As the years have passed, there have been few important changes in the Novel Club.  The annual picnic, the arrangements for which were always confided to the capable and ingenious hands of Mrs. Jared S. Moore, and which usually reached its climax in an anagram tournament, has passed, with the more Arcadian age that fostered it.  It is true that the Constitution, which might have been expected to be a steadying influence, became only a legend and for years was supposed to have vanished from the earth.  It is probable that the wish was father to this thought, for as a matter of fact the Constitution is still extant.  But from the very first its provisions seem to have been disregarded with pleasing consistency.  However, while the letter of the law may frequently have been transgressed, the spirit has remained untarnished.

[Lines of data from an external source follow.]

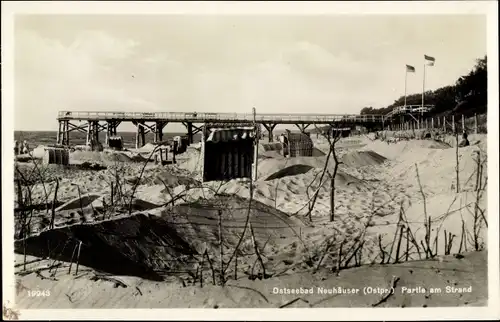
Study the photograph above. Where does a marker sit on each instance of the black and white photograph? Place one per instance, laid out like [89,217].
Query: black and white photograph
[218,156]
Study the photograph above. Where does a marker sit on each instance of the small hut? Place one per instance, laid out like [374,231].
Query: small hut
[228,152]
[297,144]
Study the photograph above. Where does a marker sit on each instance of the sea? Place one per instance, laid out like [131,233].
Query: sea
[36,138]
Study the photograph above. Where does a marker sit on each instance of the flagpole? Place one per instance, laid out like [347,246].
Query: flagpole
[423,89]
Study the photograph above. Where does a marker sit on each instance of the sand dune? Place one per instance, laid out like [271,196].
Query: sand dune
[374,182]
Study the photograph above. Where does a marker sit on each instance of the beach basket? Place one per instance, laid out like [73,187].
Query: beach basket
[58,156]
[299,144]
[115,143]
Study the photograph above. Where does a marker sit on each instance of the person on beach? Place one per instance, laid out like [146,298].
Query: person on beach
[464,137]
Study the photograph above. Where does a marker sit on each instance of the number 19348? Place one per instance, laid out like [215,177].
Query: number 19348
[39,293]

The tastes of the Novel Club throughout its long history may be called conservative.  Henry James has been its favorite novelist.  It has remained faithful to him during the days of his neglect as well as those of his popularity; and it is gratifying that our steadfast appreciation of him has now the approval of the most discerning critics.  Trollope has been a close second, with Dickens and Thackeray, Hardy and Meredith not far behind – surely a most orthodox selection.

Balzac quite understandably leads the list of French novelists; among the Russians, Tourgenieff (Turgenev) has been the favorite; among the Germans, Thomas Mann.  And we have dealt generously with Joseph Conrad, H. G. Wells, Arnold Bennett and John Galsworthy.  There is perhaps less cause for satisfaction in the frequency with which we encounter the names of ... but, no, to single them out would be invidious.  We all have our lapses.

I have been able to find only four novels by Cleveland authors among those that we have read: The Breadwinners by John Hay, By Nature Free by Hiram Haydn, Wasteland  by Jo Sinclair, and The Bounty Lands by William Ellis.  But there have not been a great many to choose from.

We have confined our reading almost exclusively to novels, although it is not to be denied that we have occasionally allowed ourselves to fall into that most fruitless of all discussions: What is a novel?

There was a brief excursion into drama in 1910, but it was not repeated and was notable only for the fact that, after a reading and discussion of You Never Can Tell, it was unanimously voted that Shaw’s sanity was open to doubt.  And indeed the Club has not been notable for literary pioneering, preferring with few exceptions to confine itself to sound, accepted literary fare, and not to taste of the more exotic dishes until they have been certified as wholesome by common consent, and, after a period of years, admitted to the menu.

T. S. Eliot tells us that “old men ought to be explorers”; and perhaps, now that the club has reached its sixtieth year, it will be more adventurous in its choice of reading matter. 

Its past record has been notable.  There is every promise that its future will be even more so.